My second question goes back to affordable housing and the mix. I respect what Mr. Cummins said and I am not splitting hairs or taking personal issue with him. He said that given all the land in local authority or State ownership, he could see local authorities building on only a small portion of the land. I think those were the words he used. That would concern me greatly because who builds on the rest of the land? I appreciate that Mr. Cummins said that we would have integrated housing that would not be just social housing but I think we need to move away from that and build proper social and affordable housing together that people can afford to buy or live in.

I do not have a rule book in my hand regarding standards but a significant portion of State land must be built on because it is much cheaper for the State to use its own land than to go to the private sector.

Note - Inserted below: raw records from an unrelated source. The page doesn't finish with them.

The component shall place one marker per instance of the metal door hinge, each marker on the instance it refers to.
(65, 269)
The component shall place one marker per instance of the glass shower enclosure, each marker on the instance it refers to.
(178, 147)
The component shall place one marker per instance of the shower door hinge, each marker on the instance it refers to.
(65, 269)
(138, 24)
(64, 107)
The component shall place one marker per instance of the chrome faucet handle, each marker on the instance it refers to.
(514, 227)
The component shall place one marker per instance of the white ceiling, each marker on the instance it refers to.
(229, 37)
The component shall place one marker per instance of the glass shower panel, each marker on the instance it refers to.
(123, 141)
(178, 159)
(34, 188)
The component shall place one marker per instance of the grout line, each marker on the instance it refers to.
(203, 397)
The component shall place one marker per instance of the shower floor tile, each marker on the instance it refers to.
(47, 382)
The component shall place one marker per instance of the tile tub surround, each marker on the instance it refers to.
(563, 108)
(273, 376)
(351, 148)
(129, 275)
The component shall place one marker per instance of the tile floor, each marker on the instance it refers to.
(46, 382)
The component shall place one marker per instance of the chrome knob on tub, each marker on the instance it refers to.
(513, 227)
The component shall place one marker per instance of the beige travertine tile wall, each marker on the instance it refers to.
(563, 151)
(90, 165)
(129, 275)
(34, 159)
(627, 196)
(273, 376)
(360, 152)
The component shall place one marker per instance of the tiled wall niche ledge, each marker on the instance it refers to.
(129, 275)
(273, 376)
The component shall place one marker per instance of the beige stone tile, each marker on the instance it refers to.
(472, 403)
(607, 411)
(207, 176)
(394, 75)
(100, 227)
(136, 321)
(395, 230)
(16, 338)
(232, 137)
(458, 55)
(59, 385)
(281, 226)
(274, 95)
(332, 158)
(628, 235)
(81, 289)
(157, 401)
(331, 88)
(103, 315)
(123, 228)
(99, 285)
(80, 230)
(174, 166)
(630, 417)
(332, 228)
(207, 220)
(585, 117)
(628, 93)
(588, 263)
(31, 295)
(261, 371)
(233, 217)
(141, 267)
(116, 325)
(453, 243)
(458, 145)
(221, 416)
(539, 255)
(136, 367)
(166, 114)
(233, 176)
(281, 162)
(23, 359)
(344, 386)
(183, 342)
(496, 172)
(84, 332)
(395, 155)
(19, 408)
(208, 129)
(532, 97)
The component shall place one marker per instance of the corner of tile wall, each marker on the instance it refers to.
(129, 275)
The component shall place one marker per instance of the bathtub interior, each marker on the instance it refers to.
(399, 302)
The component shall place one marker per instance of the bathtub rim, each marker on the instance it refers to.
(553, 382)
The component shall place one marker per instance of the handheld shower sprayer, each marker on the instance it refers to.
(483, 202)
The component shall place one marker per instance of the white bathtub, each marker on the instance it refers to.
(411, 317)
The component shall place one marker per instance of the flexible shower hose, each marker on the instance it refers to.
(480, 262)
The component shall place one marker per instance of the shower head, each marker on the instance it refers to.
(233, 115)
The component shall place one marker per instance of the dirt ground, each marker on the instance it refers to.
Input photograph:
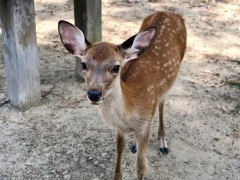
(65, 138)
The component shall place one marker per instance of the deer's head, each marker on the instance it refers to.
(102, 61)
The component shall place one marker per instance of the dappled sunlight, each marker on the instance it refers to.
(64, 137)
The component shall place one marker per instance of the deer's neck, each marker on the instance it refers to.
(113, 107)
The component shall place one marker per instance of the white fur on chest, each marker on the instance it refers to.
(113, 112)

Why did the four Dublin local authorities refuse all the houses offered to them by NAMA? There were 6,000 houses in the State and I can give Mr. Cummins the figures for Dublin because he may not necessarily have them. The number of houses that were offered equalled the number of people who were homeless in the city and, therefore, in theory, they ought to have been housed. The houses that the councils refused to accept were returned to the hands of private landlords and, as Deputy Butler said, the people living in them are local authority housing applicants on HAP and rent allowance. That does not make sense. The local authorities erred significantly in refusing those houses and I would like to know why they did not accept them.